Collins appeared furious on Friday, saying the verdict was “ill-considered” and “inconsistent” with what Gorsuch and Kavanaugh told her in private meetings and their public testimony about the importance of supporting judicial precedents.

“Setting an overnight precedent on which the country has relied for half a century is not conservative,” Collins said in a statement. “This is a sudden and radical push for the country that will lead to political chaos, anger and a further loss of confidence in our government.”

Murkowski and Collins introduced legislation that would start the Roe v. Wade protection in the law, an alternative to the Democrats’ bill that has already passed the House but has been blocked in the Senate as an unnecessary extension of abortion rights.

The two Republican women said a legislative solution is extremely important, and should be a priority, despite the likelihood that the House and Senate will pass a bill.

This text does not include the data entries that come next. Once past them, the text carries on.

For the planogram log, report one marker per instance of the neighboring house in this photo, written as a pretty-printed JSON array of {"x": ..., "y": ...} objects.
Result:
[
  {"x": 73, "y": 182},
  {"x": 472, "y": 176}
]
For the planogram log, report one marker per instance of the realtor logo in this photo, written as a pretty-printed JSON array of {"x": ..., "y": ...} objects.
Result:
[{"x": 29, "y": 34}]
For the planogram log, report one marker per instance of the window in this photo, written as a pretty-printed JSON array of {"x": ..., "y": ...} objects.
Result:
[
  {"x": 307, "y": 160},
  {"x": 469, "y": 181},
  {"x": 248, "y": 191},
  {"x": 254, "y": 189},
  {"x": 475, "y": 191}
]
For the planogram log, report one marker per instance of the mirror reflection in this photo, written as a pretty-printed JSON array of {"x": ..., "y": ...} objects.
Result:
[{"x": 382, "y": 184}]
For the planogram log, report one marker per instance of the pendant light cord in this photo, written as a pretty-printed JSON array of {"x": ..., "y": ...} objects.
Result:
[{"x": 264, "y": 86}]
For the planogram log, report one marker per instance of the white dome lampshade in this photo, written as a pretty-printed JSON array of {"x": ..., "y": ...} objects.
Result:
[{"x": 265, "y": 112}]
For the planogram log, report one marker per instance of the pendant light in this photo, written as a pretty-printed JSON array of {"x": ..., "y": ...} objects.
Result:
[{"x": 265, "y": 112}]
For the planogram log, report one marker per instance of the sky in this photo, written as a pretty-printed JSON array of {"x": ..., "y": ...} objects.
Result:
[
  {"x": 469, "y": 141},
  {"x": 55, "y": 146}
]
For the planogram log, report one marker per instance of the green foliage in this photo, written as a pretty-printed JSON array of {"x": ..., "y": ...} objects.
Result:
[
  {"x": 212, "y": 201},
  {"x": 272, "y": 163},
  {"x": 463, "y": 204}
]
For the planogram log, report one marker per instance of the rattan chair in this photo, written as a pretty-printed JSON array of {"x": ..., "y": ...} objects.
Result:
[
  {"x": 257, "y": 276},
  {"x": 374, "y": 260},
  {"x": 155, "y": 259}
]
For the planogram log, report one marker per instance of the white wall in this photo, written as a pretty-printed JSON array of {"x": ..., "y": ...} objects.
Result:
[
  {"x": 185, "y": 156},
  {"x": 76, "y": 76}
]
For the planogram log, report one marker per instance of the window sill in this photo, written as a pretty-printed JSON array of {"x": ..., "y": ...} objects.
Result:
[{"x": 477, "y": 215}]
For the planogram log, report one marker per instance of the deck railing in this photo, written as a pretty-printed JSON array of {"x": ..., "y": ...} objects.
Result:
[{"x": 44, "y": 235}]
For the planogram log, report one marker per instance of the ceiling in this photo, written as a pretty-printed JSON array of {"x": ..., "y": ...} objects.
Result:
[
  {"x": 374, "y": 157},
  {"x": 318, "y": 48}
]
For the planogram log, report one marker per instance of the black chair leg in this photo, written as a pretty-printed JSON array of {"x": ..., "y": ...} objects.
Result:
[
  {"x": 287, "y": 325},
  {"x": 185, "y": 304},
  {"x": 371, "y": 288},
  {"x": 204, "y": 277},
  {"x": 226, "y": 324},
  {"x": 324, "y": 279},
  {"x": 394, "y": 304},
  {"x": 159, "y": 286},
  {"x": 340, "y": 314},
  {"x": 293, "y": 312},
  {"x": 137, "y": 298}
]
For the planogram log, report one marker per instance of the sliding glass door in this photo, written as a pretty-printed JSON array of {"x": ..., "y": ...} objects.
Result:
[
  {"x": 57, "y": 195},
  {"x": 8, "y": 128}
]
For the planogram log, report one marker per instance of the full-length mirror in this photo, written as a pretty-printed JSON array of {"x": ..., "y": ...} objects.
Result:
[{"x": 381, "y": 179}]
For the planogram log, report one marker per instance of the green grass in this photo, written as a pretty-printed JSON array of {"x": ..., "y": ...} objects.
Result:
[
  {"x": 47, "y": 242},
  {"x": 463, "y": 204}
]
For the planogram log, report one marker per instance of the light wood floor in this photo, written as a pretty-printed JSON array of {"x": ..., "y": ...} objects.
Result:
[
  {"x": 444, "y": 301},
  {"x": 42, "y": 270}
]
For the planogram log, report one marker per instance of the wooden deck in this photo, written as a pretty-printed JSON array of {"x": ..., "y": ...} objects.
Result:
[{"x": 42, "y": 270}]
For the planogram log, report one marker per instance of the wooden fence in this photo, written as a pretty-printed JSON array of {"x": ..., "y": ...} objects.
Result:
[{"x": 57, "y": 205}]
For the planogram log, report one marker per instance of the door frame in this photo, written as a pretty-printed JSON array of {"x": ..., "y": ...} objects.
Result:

“It’s up to Congress to respond,” said Murkowski, who is eligible for re-election in the fall.

But Republicans are moving in the opposite direction, ready to impose further restrictions if they gain control of Congress in the fall.

Asked what type of abortion legislation Republicans will work to promote if they take over the House, GOP leader Kevin McCarthy, who is in line to replace Pelosi as speaker, said: “We will continue to look wherever we go. can go on to save as many lives as possible. “

Congress is gone for a two-week rest period. Crowds have gathered outside the Supreme Court, across the street, since the abortion decision was released.

McConnell, who is not eligible for re-election this fall but hopes to win enough seats to become the majority leader in the Senate again, seemed pleased with the outcome of his years-long work.

“Millions of Americans have spent half a century praying, marching and working toward today’s historic victories,” he said in a statement Friday. “I was proud to stand with them during our long journey and I share their joy today.”

Associated Press authors Mary Clare Jalonick and Farnoush Amiri contributed to this report.